Before I was a teacher and before I was a mother I was a child and a reader and a lover of rhyme. The language of mother goose delights me to this day and I have a collection of illustrated volumes to prove it! I have been thinking a lot about the beginning of this poetic fascination as we are moving deeper into poetry month…
My favourite at the moment is illustrated by Japanese American artist Gyo Fujikawa. I have an aging 1977 copy of this 1968 book, but I have seen it reprinted recently and have joyfully purchased it to give to friends expecting their own first little ones – the rhyme and rhythm of mother goose is meant to be read, repeated and shared!
The rhymes and stories from the mother goose tradition are a staple of my childhood memory and have been featured in my life as a teacher too. Something about the simple logic and understandable consequences, dressed up with descriptive language and genuine feeling, connected to my understanding of life as a child. Many of the rhymes are worth repeating even now…
Sometimes the tiniest suggestion will have me reaching for a book of rhymes and a cozy place to curl up for a half hour or so…
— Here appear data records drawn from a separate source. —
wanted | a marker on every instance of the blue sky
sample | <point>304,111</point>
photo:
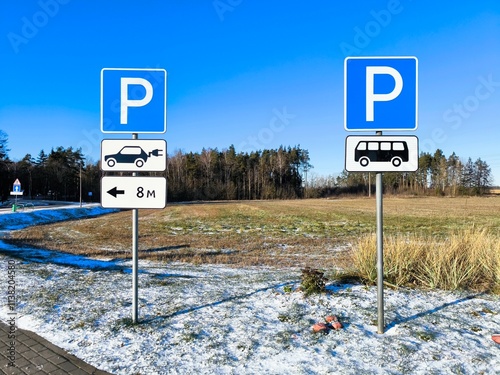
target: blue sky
<point>256,74</point>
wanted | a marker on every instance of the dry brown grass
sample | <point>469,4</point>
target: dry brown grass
<point>296,233</point>
<point>467,259</point>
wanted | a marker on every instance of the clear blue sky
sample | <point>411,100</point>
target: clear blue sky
<point>256,74</point>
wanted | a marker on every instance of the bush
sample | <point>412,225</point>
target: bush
<point>468,259</point>
<point>313,281</point>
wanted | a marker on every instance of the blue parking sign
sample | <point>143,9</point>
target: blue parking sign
<point>133,100</point>
<point>380,93</point>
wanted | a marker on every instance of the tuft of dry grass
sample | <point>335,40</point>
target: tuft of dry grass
<point>466,259</point>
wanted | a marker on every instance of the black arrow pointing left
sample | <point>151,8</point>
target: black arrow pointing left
<point>114,192</point>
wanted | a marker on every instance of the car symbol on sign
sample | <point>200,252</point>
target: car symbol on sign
<point>131,155</point>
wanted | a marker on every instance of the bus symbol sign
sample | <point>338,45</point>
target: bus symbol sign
<point>381,154</point>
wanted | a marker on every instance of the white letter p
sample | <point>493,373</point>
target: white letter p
<point>371,97</point>
<point>125,102</point>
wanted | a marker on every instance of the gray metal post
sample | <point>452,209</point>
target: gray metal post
<point>135,256</point>
<point>380,252</point>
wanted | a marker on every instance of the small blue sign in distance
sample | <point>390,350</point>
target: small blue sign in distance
<point>381,93</point>
<point>133,100</point>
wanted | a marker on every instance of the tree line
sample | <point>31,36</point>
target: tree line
<point>212,174</point>
<point>437,175</point>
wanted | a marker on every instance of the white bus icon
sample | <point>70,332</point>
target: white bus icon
<point>395,152</point>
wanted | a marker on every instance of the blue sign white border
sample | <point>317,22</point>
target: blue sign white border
<point>132,132</point>
<point>380,58</point>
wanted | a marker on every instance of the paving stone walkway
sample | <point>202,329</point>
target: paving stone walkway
<point>35,355</point>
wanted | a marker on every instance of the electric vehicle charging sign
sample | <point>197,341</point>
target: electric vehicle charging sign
<point>381,153</point>
<point>380,93</point>
<point>133,100</point>
<point>134,155</point>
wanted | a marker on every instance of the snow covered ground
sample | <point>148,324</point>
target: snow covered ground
<point>218,320</point>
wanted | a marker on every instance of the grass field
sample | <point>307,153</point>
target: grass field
<point>294,233</point>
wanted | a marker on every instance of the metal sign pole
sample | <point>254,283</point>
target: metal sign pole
<point>135,256</point>
<point>380,252</point>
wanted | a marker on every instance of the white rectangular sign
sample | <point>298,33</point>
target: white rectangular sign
<point>134,155</point>
<point>133,192</point>
<point>381,154</point>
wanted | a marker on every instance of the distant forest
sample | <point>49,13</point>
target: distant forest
<point>212,174</point>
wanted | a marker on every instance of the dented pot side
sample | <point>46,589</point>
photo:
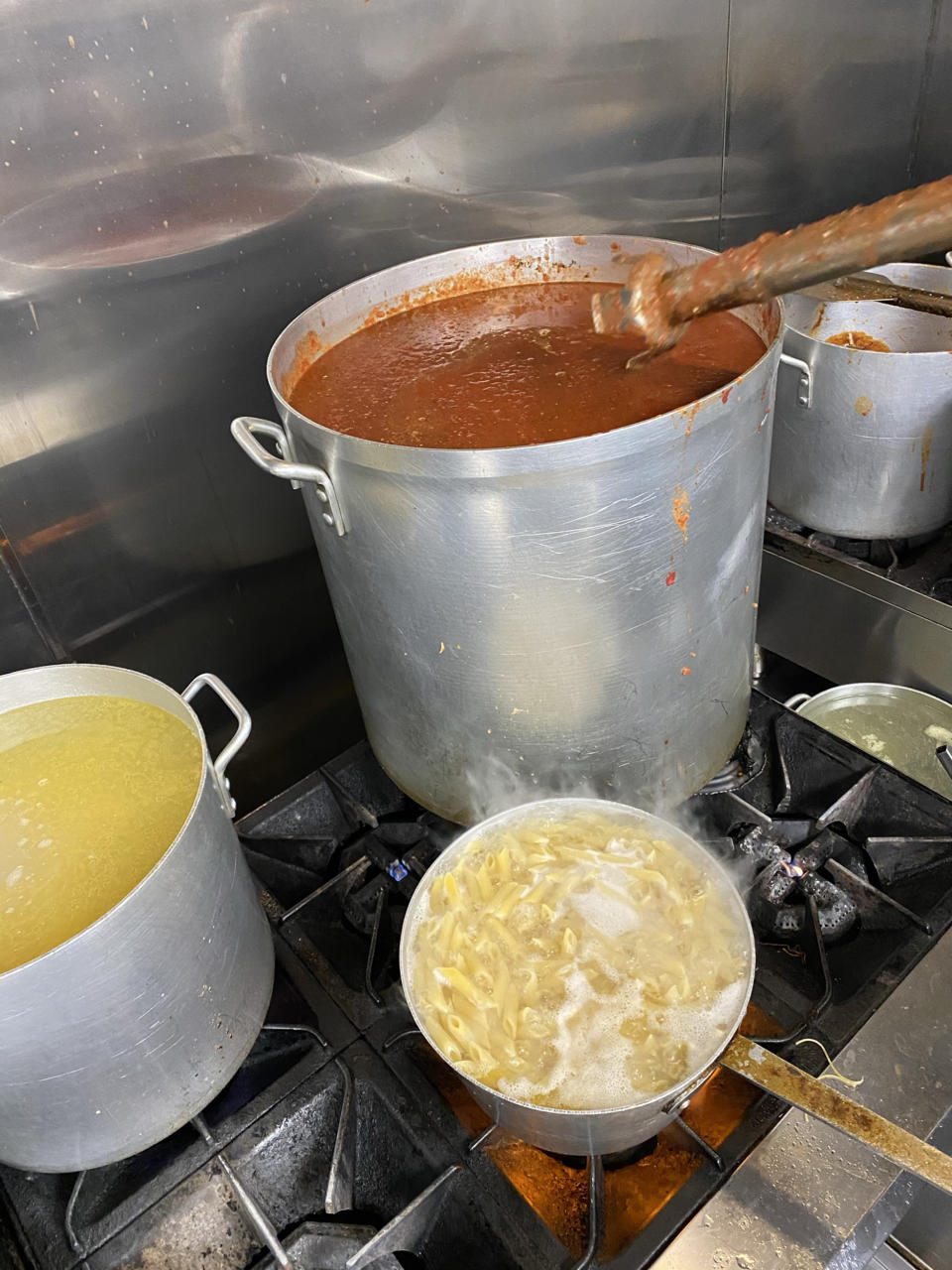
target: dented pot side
<point>576,615</point>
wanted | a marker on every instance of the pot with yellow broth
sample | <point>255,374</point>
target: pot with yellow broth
<point>136,962</point>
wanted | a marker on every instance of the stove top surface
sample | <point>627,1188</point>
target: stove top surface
<point>921,564</point>
<point>345,1141</point>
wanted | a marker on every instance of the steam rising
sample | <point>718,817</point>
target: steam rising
<point>494,786</point>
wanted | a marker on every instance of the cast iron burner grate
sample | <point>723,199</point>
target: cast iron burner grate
<point>344,1141</point>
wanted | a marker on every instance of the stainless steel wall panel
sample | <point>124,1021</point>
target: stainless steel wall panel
<point>179,181</point>
<point>823,105</point>
<point>932,154</point>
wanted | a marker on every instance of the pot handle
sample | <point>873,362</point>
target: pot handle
<point>805,388</point>
<point>238,740</point>
<point>797,699</point>
<point>245,431</point>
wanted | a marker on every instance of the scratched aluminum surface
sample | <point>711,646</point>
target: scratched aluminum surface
<point>563,617</point>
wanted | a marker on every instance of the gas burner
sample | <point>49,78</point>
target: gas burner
<point>778,901</point>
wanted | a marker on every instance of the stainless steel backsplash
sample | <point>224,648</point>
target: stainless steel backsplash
<point>180,180</point>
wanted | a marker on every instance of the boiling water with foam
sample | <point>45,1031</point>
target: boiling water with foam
<point>579,962</point>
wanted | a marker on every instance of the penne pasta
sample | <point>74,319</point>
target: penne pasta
<point>581,964</point>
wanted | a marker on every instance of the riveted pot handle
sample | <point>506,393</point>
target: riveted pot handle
<point>238,740</point>
<point>796,699</point>
<point>805,388</point>
<point>246,431</point>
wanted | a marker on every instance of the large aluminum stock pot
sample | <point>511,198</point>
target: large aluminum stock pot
<point>556,617</point>
<point>581,1133</point>
<point>862,444</point>
<point>119,1035</point>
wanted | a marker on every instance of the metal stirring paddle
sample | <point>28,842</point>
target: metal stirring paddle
<point>656,303</point>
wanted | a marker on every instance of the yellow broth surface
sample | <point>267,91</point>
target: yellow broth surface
<point>93,790</point>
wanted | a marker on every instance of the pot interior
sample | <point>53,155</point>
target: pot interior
<point>901,329</point>
<point>102,832</point>
<point>561,810</point>
<point>477,268</point>
<point>895,724</point>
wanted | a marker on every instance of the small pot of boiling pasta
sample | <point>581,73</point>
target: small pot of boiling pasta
<point>581,965</point>
<point>584,966</point>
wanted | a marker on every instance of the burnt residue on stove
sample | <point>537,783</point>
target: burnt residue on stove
<point>344,1119</point>
<point>921,563</point>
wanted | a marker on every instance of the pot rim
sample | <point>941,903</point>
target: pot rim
<point>839,349</point>
<point>62,670</point>
<point>843,691</point>
<point>556,245</point>
<point>674,1092</point>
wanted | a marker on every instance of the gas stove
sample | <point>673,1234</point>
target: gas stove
<point>345,1142</point>
<point>849,610</point>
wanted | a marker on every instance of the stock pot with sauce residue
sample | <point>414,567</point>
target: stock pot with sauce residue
<point>570,615</point>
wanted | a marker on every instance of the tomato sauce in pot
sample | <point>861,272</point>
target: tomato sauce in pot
<point>517,366</point>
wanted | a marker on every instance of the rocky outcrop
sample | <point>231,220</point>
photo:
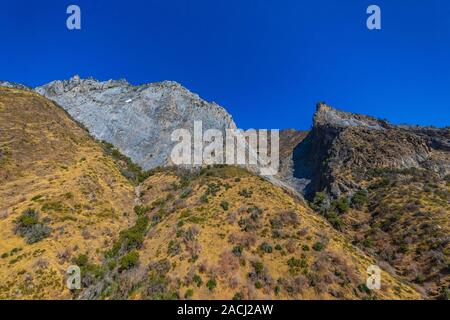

Two of my favourites have stood the test of time. First, Old King Cole, partly because he smoked a pipe, (how exotic!), but also because he had fiddlers. Fiddlers! Who wouldn’t call for them? Second, Sing a Song of Sixpence – I always imagined being the queen and eating bread and honey… The dreams of childhood know no bounds!
But my absolute favourite illustration is coincidentally for my very favourite rhyme:
(Not just because it’s a rhyme about a shoe…). The cross section artwork is one of my favourites always. As a child I loved to see inside something that was usually a mystery… (Master of that form: Richard Scarry – a topic for another day…)
Mother Goose (for me and possibly for many) was the beginning of a poetic understanding of language … The childlike alphabet of poetry in an everyday application – a world of possibility in verse.
In marble halls as white as milk,
Lined with skin as soft as silk,
Within a fountain crystal-clear,
A golden apple doth appear.
No doors there are to this stronghold,
Yet thieves break in and steal the gold.